* [PATCH] ls-files: conditionally leave index sparse
@ 2025-08-15 16:12 Derrick Stolee via GitGitGadget
2025-08-26 16:40 ` Derrick Stolee
` (2 more replies)
0 siblings, 3 replies; 6+ messages in thread
From: Derrick Stolee via GitGitGadget @ 2025-08-15 16:12 UTC (permalink / raw)
To: git; +Cc: gitster, Derrick Stolee, Derrick Stolee
From: Derrick Stolee <stolee@gmail.com>
When running 'git ls-files' with a pathspec, the index entries get
filtered according to that pathspec before iterating over them in
show_files(). In 78087097b8 (ls-files: add --sparse option,
2021-12-22), this iteration was prefixed with a check for the '--sparse'
option which allows the command to output directory entries; this
created a pre-loop call to ensure_full_index().
However, when a user runs 'git ls-files' where the pathspec matches
directories that are recursively matched in the sparse-checkout, there
are not any sparse directories that match the pathspec so they would not
be written to the output. The expansion in this case is just a
performance drop for no behavior difference.
Replace this global check to expand the index with a check inside the
loop for a matched sparse directory. If we see one, then expand the
index and continue from the current location. This is safe since the
previous entries in the index did not have any sparse directories and
thus would remain stable in this expansion.
A test in t1092 confirms that this changes the behavior.
Signed-off-by: Derrick Stolee <stolee@gmail.com>
---
ls-files: conditionally leave index sparse
Here's a small sparse index performance update based on a user report.
Thanks, -Stolee
Published-As: https://github.com/gitgitgadget/git/releases/tag/pr-1955%2Fderrickstolee%2Fls-files-sparse-index-v1
Fetch-It-Via: git fetch https://github.com/gitgitgadget/git pr-1955/derrickstolee/ls-files-sparse-index-v1
Pull-Request: https://github.com/gitgitgadget/git/pull/1955
builtin/ls-files.c | 13 ++++++++++---
t/t1092-sparse-checkout-compatibility.sh | 13 +++++++++++++
2 files changed, 23 insertions(+), 3 deletions(-)
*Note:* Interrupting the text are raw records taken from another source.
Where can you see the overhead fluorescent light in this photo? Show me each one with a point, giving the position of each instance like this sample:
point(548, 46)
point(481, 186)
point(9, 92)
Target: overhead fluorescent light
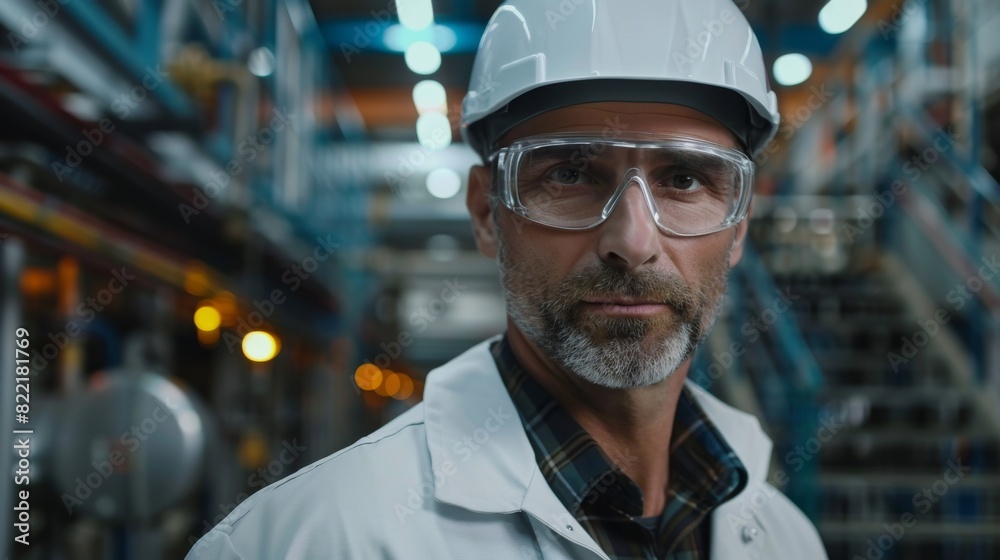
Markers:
point(840, 15)
point(434, 131)
point(792, 69)
point(415, 14)
point(444, 183)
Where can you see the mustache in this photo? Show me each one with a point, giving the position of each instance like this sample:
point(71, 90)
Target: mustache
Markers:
point(604, 281)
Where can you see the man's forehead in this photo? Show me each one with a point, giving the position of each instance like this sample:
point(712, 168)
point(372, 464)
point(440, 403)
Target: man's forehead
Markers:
point(610, 118)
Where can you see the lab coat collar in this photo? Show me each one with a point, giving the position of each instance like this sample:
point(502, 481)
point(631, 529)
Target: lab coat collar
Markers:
point(483, 462)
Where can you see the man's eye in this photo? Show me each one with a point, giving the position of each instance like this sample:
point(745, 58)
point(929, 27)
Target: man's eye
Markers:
point(684, 182)
point(567, 176)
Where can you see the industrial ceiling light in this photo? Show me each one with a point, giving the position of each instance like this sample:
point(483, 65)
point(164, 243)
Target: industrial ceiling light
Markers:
point(260, 346)
point(444, 183)
point(423, 58)
point(398, 38)
point(415, 14)
point(840, 15)
point(792, 69)
point(434, 131)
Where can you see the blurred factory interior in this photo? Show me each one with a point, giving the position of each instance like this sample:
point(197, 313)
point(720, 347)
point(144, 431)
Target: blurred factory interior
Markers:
point(235, 235)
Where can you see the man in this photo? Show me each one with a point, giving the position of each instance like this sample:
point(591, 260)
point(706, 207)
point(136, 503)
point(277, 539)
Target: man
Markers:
point(616, 137)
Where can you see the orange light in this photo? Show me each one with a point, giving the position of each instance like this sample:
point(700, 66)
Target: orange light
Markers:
point(392, 383)
point(207, 317)
point(368, 377)
point(37, 282)
point(260, 346)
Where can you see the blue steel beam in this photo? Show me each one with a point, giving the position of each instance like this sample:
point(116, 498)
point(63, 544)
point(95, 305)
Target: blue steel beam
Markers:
point(107, 35)
point(369, 34)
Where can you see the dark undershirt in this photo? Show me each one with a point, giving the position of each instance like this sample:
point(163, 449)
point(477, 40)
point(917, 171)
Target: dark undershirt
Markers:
point(651, 523)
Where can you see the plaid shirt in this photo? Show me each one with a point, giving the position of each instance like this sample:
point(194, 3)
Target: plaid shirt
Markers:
point(704, 472)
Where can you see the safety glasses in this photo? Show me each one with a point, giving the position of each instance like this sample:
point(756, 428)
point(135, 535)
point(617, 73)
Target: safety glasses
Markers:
point(692, 187)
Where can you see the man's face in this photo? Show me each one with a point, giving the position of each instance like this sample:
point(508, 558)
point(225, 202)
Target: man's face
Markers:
point(621, 305)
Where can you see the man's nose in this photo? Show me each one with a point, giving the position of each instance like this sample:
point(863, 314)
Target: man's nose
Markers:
point(630, 237)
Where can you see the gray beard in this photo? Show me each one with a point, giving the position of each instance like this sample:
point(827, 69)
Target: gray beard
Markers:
point(622, 360)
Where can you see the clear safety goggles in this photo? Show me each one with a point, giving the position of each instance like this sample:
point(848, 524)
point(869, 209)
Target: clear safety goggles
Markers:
point(692, 187)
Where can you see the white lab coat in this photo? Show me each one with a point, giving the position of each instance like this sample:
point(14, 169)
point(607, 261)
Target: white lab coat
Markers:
point(455, 478)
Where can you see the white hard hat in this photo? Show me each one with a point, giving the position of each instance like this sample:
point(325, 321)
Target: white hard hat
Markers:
point(698, 53)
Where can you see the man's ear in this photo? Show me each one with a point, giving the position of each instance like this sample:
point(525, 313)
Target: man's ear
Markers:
point(740, 238)
point(477, 199)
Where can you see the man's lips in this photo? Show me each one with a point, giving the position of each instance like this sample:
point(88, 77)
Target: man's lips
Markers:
point(624, 306)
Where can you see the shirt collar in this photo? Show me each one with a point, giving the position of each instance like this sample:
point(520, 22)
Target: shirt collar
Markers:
point(703, 465)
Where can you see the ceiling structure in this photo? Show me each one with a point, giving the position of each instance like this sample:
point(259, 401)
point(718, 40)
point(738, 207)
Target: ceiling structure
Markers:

diff --git a/builtin/ls-files.c b/builtin/ls-files.c
index c06a6f33e41..b148607f7a1 100644
--- a/builtin/ls-files.c
+++ b/builtin/ls-files.c
@@ -414,14 +414,21 @@ static void show_files(struct repository *repo, struct dir_struct *dir)
if (!(show_cached || show_stage || show_deleted || show_modified))
return;
- if (!show_sparse_dirs)
- ensure_full_index(repo->index);
-
for (i = 0; i < repo->index->cache_nr; i++) {
const struct cache_entry *ce = repo->index->cache[i];
struct stat st;
int stat_err;
+ if (S_ISSPARSEDIR(ce->ce_mode) && !show_sparse_dirs) {
+ /*
+ * This is the first time we've hit a sparse dir,
+ * so expansion will leave the first 'i' entries
+ * alone.
+ */
+ ensure_full_index(repo->index);
+ ce = repo->index->cache[i];
+ }
+
construct_fullname(&fullname, repo, ce);
if ((dir->flags & DIR_SHOW_IGNORED) &&
diff --git a/t/t1092-sparse-checkout-compatibility.sh b/t/t1092-sparse-checkout-compatibility.sh
index d8101139b40..b0f691c151a 100755
--- a/t/t1092-sparse-checkout-compatibility.sh
+++ b/t/t1092-sparse-checkout-compatibility.sh
@@ -1506,6 +1506,8 @@ test_expect_success 'sparse-index is not expanded' '
ensure_not_expanded reset --hard &&
ensure_not_expanded restore -s rename-out-to-out -- deep/deeper1 &&
+ ensure_not_expanded ls-files deep/deeper1 &&
+
echo >>sparse-index/README.md &&
ensure_not_expanded add -A &&
echo >>sparse-index/extra.txt &&
@@ -1607,6 +1609,17 @@ test_expect_success 'describe tested on all' '
test_all_match git describe --dirty
'
+test_expect_success 'ls-files filtering and expansion' '
+ init_repos &&
+
+ # This filtering will hit a sparse directory midway
+ # through the iteration.
+ test_all_match git ls-files deep &&
+
+ # This pathspec will filter the index to only a sparse
+ # directory.
+ test_all_match git ls-files folder1
+'
test_expect_success 'sparse-index is not expanded: describe' '
init_repos &&
base-commit: 724518f3884d8707c5f51428ba98c115818229b8
--
gitgitgadget
^ permalink raw reply related [flat|nested] 6+ messages in thread* Re: [PATCH] ls-files: conditionally leave index sparse
2025-08-15 16:12 [PATCH] ls-files: conditionally leave index sparse Derrick Stolee via GitGitGadget
@ 2025-08-26 16:40 ` Derrick Stolee
2025-08-27 19:36 ` Derrick Stolee
2025-08-26 18:37 ` Elijah Newren
2025-08-26 19:00 ` Junio C Hamano
2 siblings, 1 reply; 6+ messages in thread
From: Derrick Stolee @ 2025-08-26 16:40 UTC (permalink / raw)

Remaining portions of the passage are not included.